Sumit Singhal loves modern architecture. He comes from a family of builders who have built more than 20 projects in the last ten years near Delhi in India. He has recently started writing about the architectural projects that catch his imagination.
ESTATE IN Extremadura, Spain by ÁBATON Architectura
August 28th, 2015 by Sumit Singhal
Article source: ÁBATON Architectura
Located in a privileged environment in the province of Cáceres, the goal was to transform an abandoned stable into a family home by completely renovating it in a way that would be consistent and respectful with the environment. At the end, the Studio decided that building from scratch was the best option as the stable was in a terrible shape.
High on a hill and far from city water or an electrical grid, a thorough investigation resulted in the addition of photovoltaic and hydro power (weighted toward solar in summer and hydro in winter) and worked to ensure the home wouldn’t use much energy. The building’s original orientation also helped as southern exposure allowed for the sun to be the main source of heat during the winter.
A generous eave prevents much sun from entering the home during summer, thus keeping it cool. Large wooden shutters that slide closed like a second skin, cover the large windows at night to trap in most of the home’s daily solar heat gain.

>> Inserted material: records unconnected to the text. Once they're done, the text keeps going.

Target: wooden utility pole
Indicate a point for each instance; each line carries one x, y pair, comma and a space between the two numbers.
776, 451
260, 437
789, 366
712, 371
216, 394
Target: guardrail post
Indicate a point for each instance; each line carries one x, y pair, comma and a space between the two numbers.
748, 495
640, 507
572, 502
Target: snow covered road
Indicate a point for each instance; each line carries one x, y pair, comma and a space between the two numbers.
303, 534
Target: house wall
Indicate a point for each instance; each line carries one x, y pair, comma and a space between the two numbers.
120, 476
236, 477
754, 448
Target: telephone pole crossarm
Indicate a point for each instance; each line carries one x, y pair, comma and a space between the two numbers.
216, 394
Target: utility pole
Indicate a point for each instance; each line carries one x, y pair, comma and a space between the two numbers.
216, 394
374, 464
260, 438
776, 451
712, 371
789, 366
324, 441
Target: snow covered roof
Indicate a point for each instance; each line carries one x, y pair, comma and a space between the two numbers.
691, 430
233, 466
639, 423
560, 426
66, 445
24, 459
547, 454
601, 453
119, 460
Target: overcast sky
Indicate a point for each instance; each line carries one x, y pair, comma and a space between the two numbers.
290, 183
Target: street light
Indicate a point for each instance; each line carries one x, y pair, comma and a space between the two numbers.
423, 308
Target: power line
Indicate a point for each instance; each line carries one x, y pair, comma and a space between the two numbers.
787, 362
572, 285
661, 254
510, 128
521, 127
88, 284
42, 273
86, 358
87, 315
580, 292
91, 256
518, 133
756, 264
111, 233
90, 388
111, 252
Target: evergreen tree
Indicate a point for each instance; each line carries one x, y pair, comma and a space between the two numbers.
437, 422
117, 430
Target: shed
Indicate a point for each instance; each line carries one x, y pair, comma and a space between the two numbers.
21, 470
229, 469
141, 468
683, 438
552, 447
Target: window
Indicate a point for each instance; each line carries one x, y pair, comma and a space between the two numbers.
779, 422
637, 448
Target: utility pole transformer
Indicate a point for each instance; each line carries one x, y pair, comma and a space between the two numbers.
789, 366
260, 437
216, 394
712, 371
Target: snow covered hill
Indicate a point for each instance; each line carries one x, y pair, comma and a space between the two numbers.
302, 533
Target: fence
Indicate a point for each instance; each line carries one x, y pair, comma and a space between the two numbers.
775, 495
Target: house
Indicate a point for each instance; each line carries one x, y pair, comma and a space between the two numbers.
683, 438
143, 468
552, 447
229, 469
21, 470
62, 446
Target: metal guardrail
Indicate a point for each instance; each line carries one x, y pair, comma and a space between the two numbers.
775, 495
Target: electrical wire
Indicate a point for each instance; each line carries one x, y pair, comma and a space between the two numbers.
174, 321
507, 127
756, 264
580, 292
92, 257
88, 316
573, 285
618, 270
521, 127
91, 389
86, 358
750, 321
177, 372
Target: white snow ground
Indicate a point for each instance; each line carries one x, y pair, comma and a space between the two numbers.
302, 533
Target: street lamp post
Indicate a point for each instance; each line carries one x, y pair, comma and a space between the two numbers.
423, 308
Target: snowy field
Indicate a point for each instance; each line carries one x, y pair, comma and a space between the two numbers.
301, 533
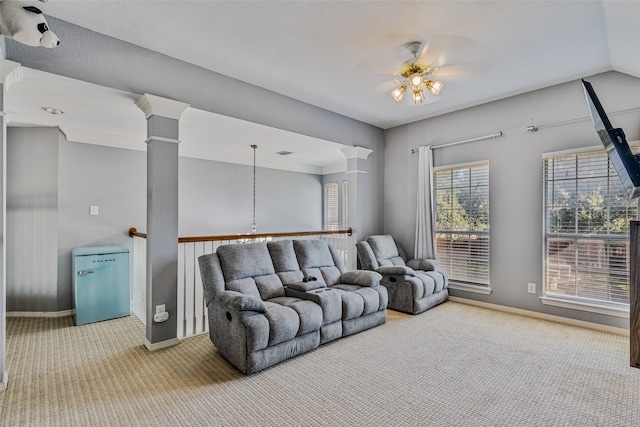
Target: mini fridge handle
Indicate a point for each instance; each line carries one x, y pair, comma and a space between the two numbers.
85, 272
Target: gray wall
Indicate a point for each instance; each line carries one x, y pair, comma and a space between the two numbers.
217, 198
32, 217
211, 200
52, 183
515, 174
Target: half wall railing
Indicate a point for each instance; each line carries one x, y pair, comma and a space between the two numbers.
191, 311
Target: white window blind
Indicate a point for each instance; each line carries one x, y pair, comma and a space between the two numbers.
461, 197
331, 201
345, 205
586, 229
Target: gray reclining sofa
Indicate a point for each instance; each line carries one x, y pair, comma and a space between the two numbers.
414, 285
271, 301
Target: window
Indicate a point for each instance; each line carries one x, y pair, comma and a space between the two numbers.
586, 230
331, 221
336, 213
461, 197
345, 206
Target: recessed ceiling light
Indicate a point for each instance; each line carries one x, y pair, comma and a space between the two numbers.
52, 110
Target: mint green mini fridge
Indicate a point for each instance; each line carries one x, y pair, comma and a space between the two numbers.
100, 283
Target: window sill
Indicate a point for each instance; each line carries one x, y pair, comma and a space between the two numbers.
470, 288
609, 309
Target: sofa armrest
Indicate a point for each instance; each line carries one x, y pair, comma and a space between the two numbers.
361, 278
306, 286
424, 264
396, 270
240, 302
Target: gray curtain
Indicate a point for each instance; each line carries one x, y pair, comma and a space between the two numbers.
424, 247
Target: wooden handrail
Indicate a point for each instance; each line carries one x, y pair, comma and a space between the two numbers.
133, 232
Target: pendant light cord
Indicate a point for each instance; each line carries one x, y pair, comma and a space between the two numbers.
254, 225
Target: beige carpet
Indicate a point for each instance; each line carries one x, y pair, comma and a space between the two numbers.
455, 365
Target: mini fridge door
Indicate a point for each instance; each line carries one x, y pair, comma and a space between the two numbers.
100, 283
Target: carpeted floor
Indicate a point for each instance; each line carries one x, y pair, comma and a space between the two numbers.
455, 365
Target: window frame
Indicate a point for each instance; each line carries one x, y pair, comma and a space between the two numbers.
610, 308
466, 285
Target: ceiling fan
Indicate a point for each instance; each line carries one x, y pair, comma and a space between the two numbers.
416, 76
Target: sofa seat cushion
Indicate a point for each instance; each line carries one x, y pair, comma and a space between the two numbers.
390, 262
438, 279
423, 286
309, 313
278, 324
359, 301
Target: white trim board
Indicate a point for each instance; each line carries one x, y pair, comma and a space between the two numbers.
63, 313
543, 316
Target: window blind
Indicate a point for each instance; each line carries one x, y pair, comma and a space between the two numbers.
331, 221
461, 197
586, 229
345, 205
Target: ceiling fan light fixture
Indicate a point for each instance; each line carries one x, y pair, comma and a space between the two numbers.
418, 96
415, 80
416, 75
398, 93
434, 86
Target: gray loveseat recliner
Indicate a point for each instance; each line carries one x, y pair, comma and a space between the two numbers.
271, 301
414, 285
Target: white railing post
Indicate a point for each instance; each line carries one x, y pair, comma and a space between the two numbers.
192, 315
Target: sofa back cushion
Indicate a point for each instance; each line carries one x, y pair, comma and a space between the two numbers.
316, 259
385, 250
239, 261
313, 254
285, 261
248, 268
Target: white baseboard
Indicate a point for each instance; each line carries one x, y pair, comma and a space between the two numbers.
543, 316
4, 382
62, 313
160, 345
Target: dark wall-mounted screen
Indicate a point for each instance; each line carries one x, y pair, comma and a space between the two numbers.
626, 164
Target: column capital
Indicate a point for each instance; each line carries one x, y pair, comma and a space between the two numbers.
356, 152
10, 73
153, 105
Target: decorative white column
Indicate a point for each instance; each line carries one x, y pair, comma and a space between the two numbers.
10, 72
163, 117
356, 157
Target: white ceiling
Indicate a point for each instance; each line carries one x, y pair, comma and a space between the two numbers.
341, 55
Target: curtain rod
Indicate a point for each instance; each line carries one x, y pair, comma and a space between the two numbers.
534, 128
464, 141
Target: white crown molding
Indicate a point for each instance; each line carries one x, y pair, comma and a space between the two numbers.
162, 139
335, 168
139, 144
356, 152
10, 73
220, 156
153, 105
105, 139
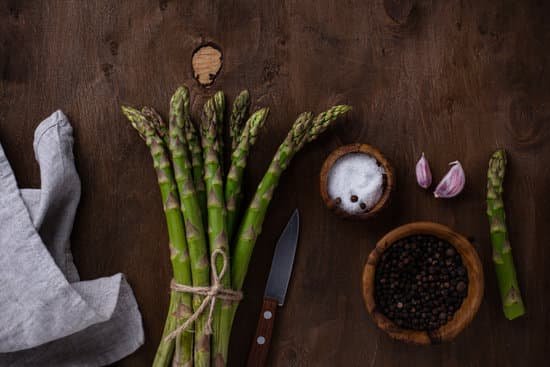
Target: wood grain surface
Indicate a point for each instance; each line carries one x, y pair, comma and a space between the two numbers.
455, 79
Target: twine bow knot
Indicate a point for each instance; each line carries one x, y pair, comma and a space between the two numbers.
212, 294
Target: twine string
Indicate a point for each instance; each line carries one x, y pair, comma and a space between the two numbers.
211, 295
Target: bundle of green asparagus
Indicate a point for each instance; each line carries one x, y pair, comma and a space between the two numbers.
202, 203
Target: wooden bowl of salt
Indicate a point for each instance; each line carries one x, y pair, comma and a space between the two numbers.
356, 181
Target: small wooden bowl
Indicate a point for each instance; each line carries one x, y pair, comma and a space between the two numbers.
357, 148
462, 317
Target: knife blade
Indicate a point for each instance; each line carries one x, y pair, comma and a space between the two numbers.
283, 259
275, 291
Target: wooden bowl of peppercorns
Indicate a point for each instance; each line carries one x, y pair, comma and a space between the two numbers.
423, 283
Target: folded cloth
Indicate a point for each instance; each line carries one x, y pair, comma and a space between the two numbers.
47, 316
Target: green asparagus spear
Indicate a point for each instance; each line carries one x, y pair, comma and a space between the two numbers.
512, 303
219, 107
234, 182
304, 130
217, 221
156, 120
194, 147
180, 303
238, 117
194, 228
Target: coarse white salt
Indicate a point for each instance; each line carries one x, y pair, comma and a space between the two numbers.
357, 181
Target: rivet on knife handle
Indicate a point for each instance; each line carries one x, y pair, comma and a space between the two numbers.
260, 344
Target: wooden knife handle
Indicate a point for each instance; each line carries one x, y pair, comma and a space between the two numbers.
260, 344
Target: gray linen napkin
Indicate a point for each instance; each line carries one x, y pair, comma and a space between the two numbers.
47, 316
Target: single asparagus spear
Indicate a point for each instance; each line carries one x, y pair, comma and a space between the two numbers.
180, 303
304, 130
192, 137
217, 221
234, 181
239, 112
194, 228
512, 303
156, 120
219, 107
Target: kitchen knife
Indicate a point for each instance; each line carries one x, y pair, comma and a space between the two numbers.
275, 291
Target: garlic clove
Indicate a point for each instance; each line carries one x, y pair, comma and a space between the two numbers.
452, 183
423, 172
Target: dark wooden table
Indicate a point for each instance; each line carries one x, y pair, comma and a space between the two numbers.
453, 79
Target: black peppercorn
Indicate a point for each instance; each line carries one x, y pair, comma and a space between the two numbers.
420, 282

As the building is located far from city water but perfectly located below two streams that flow year round the water is pure and can be used for drinking and bathing. The swimming pool acts as a holding tank for use in irrigation.

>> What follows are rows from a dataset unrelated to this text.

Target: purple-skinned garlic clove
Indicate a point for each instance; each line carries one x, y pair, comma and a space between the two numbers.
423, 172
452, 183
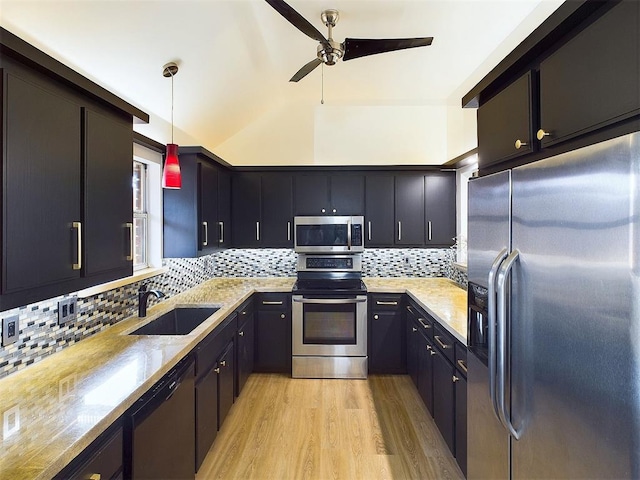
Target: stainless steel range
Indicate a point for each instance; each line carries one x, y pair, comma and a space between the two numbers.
329, 317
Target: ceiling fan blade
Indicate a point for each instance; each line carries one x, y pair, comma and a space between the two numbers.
297, 20
361, 47
306, 70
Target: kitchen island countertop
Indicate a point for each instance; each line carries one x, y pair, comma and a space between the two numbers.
53, 409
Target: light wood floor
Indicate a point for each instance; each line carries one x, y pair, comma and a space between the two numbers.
283, 428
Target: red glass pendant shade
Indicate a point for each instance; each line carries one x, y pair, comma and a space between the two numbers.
171, 177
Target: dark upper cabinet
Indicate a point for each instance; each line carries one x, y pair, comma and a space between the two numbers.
207, 192
277, 209
379, 214
224, 208
505, 123
196, 216
325, 194
67, 169
41, 185
440, 209
409, 210
108, 196
245, 209
594, 79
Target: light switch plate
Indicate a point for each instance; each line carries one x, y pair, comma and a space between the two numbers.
10, 330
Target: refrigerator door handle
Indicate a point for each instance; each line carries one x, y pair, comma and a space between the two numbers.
491, 319
501, 342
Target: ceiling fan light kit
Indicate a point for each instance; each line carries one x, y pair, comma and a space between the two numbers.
330, 51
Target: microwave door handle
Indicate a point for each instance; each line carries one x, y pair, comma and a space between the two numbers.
501, 340
491, 320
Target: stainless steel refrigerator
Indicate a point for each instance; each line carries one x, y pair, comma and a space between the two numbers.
554, 317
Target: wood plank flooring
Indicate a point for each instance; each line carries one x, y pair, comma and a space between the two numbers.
282, 428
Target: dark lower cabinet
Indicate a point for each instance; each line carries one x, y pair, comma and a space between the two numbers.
386, 335
273, 333
226, 382
101, 459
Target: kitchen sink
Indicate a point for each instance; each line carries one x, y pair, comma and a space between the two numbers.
179, 321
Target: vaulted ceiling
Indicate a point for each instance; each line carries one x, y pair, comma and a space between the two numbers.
232, 94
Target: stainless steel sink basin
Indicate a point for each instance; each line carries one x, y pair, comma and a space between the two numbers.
179, 321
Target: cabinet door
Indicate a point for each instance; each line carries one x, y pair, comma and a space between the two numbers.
379, 215
312, 194
206, 414
277, 210
426, 384
579, 90
273, 333
409, 210
226, 389
505, 120
440, 208
207, 208
245, 350
224, 208
461, 422
245, 210
347, 194
41, 192
108, 196
444, 399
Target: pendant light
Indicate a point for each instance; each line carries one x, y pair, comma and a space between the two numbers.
171, 177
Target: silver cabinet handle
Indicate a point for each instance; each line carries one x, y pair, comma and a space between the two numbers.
78, 227
440, 342
462, 366
329, 301
501, 340
424, 325
129, 225
205, 241
491, 319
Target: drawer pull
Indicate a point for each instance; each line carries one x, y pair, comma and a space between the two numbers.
462, 366
443, 345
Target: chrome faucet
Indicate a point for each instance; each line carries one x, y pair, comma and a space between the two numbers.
143, 295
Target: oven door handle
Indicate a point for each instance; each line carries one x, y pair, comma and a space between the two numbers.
330, 301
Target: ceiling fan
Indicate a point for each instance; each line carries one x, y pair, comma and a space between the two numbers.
330, 51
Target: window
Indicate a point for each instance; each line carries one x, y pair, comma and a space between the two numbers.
140, 215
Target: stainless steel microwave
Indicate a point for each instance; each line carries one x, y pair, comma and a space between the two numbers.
329, 234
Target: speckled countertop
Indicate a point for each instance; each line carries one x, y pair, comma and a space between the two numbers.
55, 408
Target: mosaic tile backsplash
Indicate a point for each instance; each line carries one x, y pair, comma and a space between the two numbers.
40, 334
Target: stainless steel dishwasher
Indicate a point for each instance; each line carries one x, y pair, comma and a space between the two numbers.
160, 438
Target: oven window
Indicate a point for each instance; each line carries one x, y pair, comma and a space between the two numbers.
322, 235
329, 324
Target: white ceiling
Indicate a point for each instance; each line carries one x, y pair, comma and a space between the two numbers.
236, 57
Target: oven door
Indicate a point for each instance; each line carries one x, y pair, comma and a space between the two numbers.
333, 327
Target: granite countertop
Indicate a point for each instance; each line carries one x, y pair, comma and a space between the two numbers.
55, 408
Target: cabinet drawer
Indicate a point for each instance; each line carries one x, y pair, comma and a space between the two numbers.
444, 342
385, 302
273, 301
461, 358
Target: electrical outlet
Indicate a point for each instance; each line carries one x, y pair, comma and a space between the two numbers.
10, 330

In the interior nature has been incorporated almost to every room in the house: bathrooms with views of the interior patio and its stone water fountain, bedrooms with huge picture windows overlooking the countryside.

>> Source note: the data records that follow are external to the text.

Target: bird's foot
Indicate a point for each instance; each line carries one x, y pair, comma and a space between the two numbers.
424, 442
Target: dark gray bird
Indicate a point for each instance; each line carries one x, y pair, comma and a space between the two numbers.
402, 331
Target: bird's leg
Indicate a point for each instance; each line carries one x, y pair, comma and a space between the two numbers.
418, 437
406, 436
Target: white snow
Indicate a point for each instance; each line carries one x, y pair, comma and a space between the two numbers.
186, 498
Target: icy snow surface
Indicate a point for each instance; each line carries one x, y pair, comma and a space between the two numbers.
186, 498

The position of the architecture is as it was originally and the material used are also the same though given the home’s crumbling state the façade was built with a mix of cement and local stone.In the interior, supporting walls were replaced by light metal pillars, the haylofts in the upper area were converted into bedrooms and the enormous central lounge serves different purposes. In short, a mix of modern cement and iron beams coexist with well-worn stone, weather-beaten wood and local stone.